In [2]:
import torch
import torch.nn as nn
from torch.utils.data import DataLoader
from tqdm import tqdm
from utils import PositionalEncoder, load_data, split_data
from models import TrainConfig, RNNClassifier

if torch.cuda.is_available():
    for i in range(torch.cuda.device_count()):
        print("Device: cuda")
        print(torch.cuda.get_device_name(i))
else:
    print("Device: cpu")

Device: cpu


In [3]:
# Only needed if running on Colab
# from google.colab import drive
# drive.mount('/content/drive')
# base_dir = "/content/drive/MyDrive/data"

base_dir = "data/power/"

In [4]:
# Load packages
file_list = [
    'power-gb-train.tsv',
    # 'power-ua-train.tsv',
    # 'power-fr-train.tsv',
    # 'power-nl-train.tsv',
]

full_data = load_data(folder_path=base_dir, file_list=file_list,text_head='text_en')
train_dev_raw, test_raw = split_data(full_data, test_size=0.2, random_state=0)
train_raw, dev_raw = split_data(train_dev_raw, test_size=0.2, random_state=0)

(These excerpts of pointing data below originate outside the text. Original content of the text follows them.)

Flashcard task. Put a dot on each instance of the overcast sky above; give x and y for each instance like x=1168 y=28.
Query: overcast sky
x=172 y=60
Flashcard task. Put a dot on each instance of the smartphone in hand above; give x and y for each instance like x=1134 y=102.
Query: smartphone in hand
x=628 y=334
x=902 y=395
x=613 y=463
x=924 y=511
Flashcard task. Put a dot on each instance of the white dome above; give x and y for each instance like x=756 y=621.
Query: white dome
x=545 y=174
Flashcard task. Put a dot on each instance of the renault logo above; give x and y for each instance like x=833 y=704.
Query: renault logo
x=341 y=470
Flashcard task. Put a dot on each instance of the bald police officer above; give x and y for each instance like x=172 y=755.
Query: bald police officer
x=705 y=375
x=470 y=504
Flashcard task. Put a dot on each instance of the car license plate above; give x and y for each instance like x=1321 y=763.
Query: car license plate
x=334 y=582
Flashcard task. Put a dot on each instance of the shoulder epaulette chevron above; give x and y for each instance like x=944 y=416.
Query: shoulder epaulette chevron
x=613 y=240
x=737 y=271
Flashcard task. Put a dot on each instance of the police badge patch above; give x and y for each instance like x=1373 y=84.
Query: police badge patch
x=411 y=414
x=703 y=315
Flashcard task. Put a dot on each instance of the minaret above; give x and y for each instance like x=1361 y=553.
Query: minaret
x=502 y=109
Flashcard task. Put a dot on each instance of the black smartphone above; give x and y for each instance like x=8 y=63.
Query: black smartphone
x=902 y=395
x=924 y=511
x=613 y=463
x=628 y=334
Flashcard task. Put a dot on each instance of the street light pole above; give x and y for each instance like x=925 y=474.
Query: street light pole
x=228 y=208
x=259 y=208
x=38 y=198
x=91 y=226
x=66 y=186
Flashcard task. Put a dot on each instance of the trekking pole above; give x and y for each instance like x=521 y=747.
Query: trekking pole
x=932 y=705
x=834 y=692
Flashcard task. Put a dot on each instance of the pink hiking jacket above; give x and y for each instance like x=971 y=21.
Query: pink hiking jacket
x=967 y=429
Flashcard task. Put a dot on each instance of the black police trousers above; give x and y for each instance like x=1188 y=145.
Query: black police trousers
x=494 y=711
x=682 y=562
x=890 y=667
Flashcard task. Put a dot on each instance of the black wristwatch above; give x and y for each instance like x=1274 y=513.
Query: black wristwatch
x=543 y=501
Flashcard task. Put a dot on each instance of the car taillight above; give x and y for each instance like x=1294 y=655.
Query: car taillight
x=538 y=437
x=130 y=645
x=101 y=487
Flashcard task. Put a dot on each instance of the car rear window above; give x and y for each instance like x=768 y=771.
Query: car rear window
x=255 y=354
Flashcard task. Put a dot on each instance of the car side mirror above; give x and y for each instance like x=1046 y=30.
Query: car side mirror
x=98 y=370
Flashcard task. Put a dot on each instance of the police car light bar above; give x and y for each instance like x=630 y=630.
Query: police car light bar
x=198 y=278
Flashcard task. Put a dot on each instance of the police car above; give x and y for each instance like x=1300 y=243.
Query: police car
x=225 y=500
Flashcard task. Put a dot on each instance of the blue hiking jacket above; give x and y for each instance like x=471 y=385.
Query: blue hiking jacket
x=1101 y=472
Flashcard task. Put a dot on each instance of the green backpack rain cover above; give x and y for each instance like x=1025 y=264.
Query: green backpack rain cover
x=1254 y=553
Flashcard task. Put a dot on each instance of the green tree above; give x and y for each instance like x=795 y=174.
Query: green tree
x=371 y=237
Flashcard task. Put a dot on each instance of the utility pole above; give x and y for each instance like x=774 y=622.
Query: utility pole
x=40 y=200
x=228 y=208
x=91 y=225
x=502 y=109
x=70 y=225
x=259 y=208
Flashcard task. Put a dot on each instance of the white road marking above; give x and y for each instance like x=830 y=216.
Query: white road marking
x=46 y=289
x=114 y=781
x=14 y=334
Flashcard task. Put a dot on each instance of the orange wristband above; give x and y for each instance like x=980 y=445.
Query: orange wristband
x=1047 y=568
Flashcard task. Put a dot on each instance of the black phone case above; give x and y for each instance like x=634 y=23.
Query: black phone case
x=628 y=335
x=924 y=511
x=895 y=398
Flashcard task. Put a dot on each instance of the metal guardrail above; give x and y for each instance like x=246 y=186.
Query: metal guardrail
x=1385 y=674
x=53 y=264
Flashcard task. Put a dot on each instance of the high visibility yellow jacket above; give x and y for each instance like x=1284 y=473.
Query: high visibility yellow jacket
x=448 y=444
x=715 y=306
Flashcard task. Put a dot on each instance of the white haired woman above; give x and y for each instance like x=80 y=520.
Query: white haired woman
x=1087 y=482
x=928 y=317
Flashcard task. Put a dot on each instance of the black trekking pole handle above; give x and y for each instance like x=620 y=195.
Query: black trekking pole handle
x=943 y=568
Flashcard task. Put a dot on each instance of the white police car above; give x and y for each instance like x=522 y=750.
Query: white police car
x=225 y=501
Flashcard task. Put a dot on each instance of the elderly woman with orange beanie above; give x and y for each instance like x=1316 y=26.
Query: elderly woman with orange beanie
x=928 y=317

Load power-gb-train.tsv...


In [5]:

print("Prepare data encoder...")
train_encoder = PositionalEncoder()
train_encoder.fit(train_raw.texts)

Prepare data encoder...


In [6]:
train_dataloader = DataLoader(train_raw, batch_size=50, shuffle=True)
test_dataloader = DataLoader(test_raw, batch_size=50, shuffle=True)

# Prepare baseline config
train_config = TrainConfig(
    optimizer_params = {'lr': 0.01},
    num_epochs       = 10,
    early_stop       = False,
    violation_limit  = 5
)

# Train baseline model
baseline_lstm = RNNClassifier(
    rnn_network         = nn.LSTM,
    word_embedding_dim  = 32,
    hidden_dim          = 64,
    bidirectional       = False,
    dropout             = 0,
    encoder             = train_encoder,
    device              = 'cuda'
)

# TODO: Ask Fredrik if this is truly the case
# This is slow because LSTM reads in one word in the sentence at a time. The maximum "sentence" length of a batch can be 1000,
# so it does at least 1000 matrix multiplication per batch
baseline_lstm.fit(train_dataloader, train_config, no_progress_bar=False)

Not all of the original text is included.